Save money A part of the monthly income is essential to enjoy a comfortable and economically stable future. However, defining the appropriate amount to save is not an easy task.
“It is recommended to reserve at least 10% of your salary, but the percentage can be higher if ant expenses are avoided, that is, small daily amounts outside the budget”maintains the economist José Luis Torres, regional manager of the Selva de Caja Piura zone.
How should you save according to your age?
The expert also advises using this savings guide according to age ranges.
- Under 25 years. It is recommended to save at least 10% of your income, however the best savers in this segment save up to 30% of what they earn.
- People from 25 to 35 years old. They should reserve 17% of their salary, but the most disciplined can keep up to half of their income.
- People from 35 to 40 years old. The minimum recommended savings percentage is reduced to 15%. “Although income tends to rise as time goes by, fixed expenses such as mortgage payments or children’s school fees usually appear as expenses after this age,” Torres pointed out.

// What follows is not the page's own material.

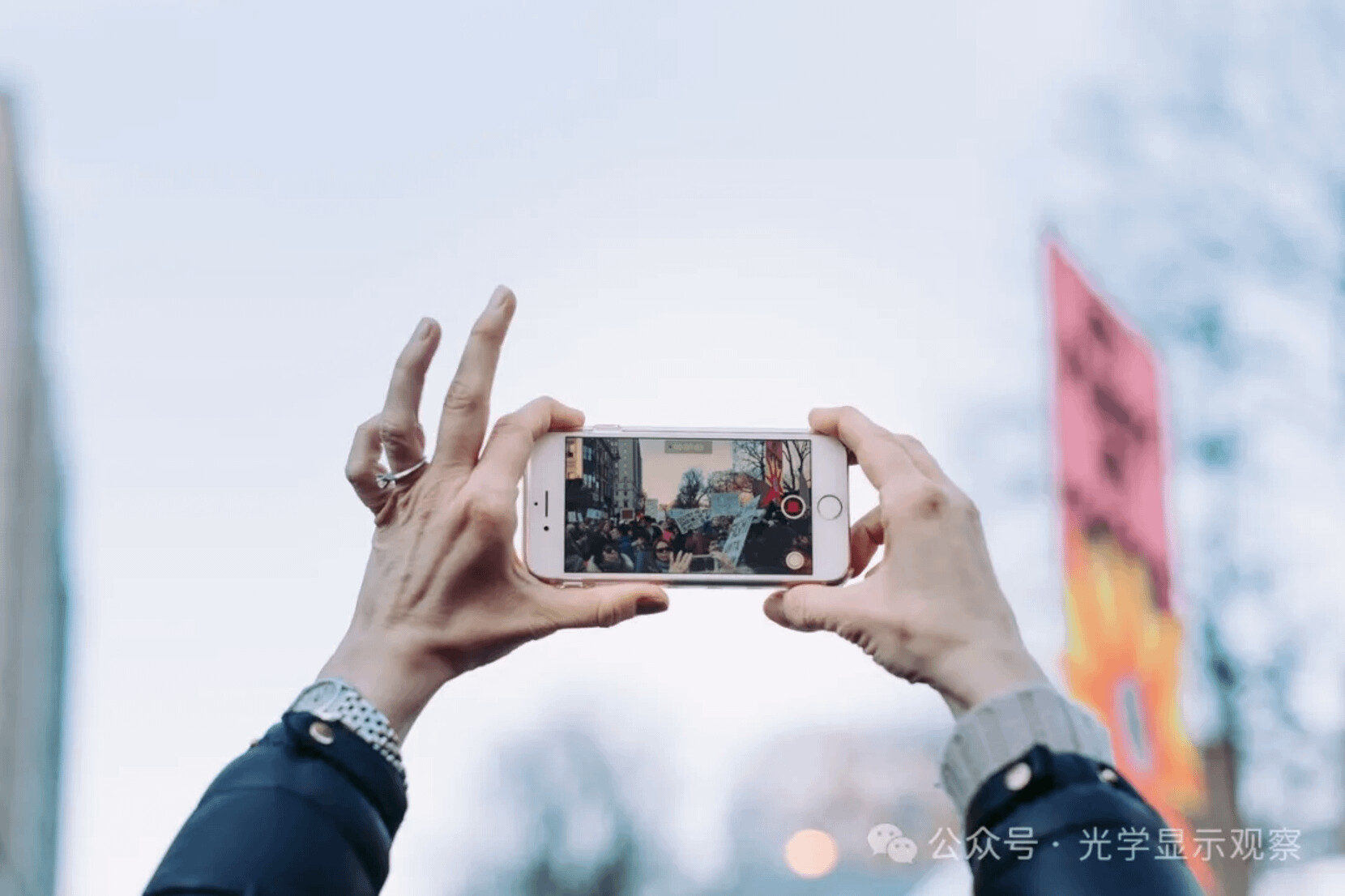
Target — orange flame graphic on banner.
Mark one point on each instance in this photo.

- From 41 to 55 years old. It is the most austere group with its expenses, it is estimated that it reserves 55% of its income.

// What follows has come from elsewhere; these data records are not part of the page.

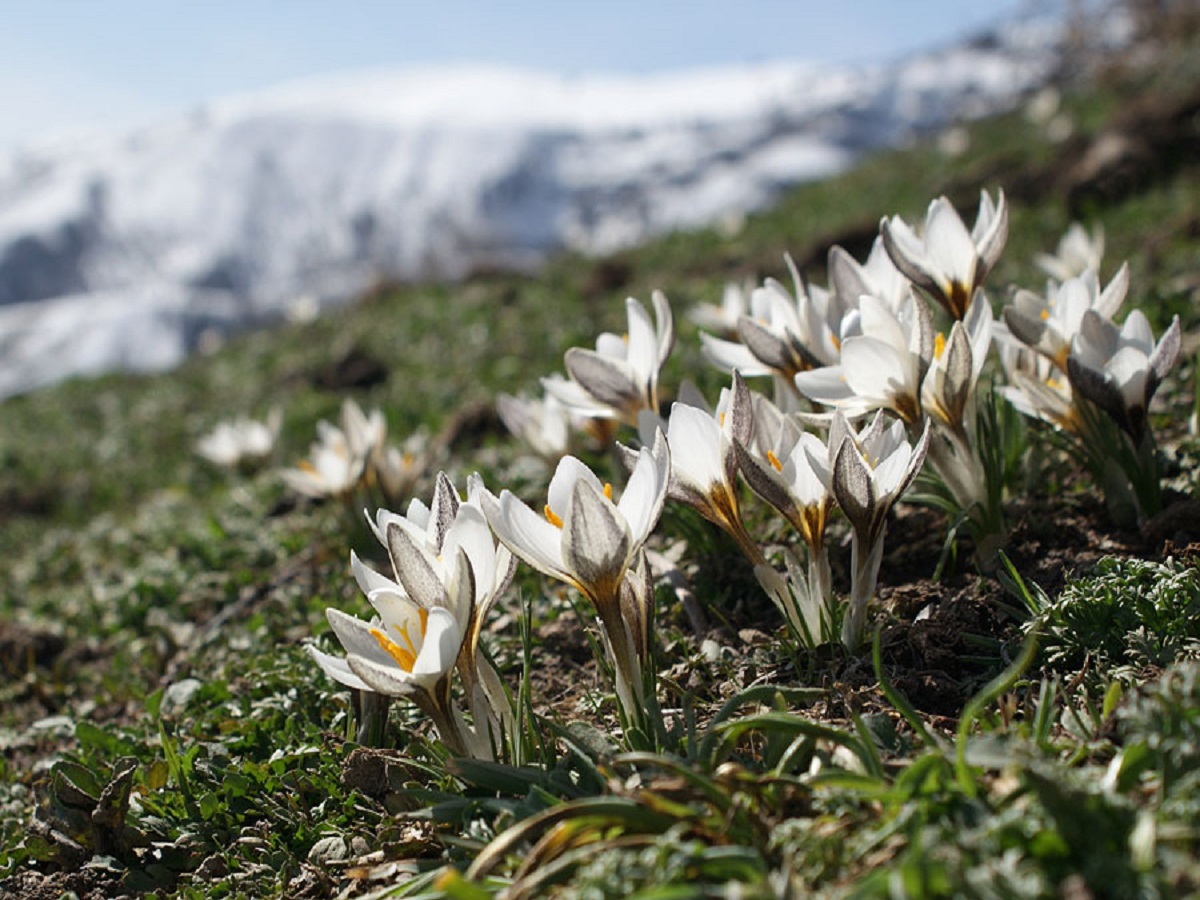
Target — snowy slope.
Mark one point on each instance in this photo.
(123, 251)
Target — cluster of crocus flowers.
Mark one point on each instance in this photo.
(619, 378)
(592, 540)
(241, 442)
(353, 456)
(447, 571)
(1071, 365)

According to Caja Piura, the baby boomers, people between 45 and 59 years old, are the generational group that saves the most, representing 39% of the clients who open an account in the microfinance institution. “The term they usually choose is 360 days as part of the campaign “Chambear your savings,” said Torres.
What is the best way to save?
If there is no saving habit and you consider that your list of expenses is very large, Torres suggests some techniques to organize your finances.
“An excellent practice is to pay yourself first. Right after receiving your salary, you have to put part of your income into your savings account.”Torres mentions.
Another very effective and popular technique in the United States for those who have never saved before or have a hard time achieving it, is the “52 Week Challenge”. It consists of the gradual and growing increase in savings.
“We started saving S/ 1 during the first week of the challenge, in the second week we reserved S/ 2 and so on. The idea is that you save the same amount of the corresponding week number. For example, in week 25, you will save S/ 25 and in week 52, you will save S/ 52. At the end of week 52 you will have saved the sum of S/ 1,378. If you apply the same technique and start with S/ 10, you will complete the challenge with S/ 13,780″explained the Caja Piura expert.
The fact that the savings grow from a minimum amount to a maximum of S/ 52 will make you perceive it as something easy to achieve. You will be able to maintain the rhythm and not leave it halfway. Taking the first step to start a new habit is always the hardest, but with this technique there are no excuses.
Another recommendation is to avoid unnecessary purchases, which requires discipline. For this reason, Torres suggests adding the ant expenses that are made daily to realize their impact on the monthly budget. “If you have this data and a clear personal or family budget, you will better control your money”limited the expert.
One of the most common mistakes, he added, is saving without knowing what the money will be used for, since without a proposed goal, motivation is lost. “Plan savings in the short, medium and long term. Once you reach a purpose, you will want to go for more”he emphasizes.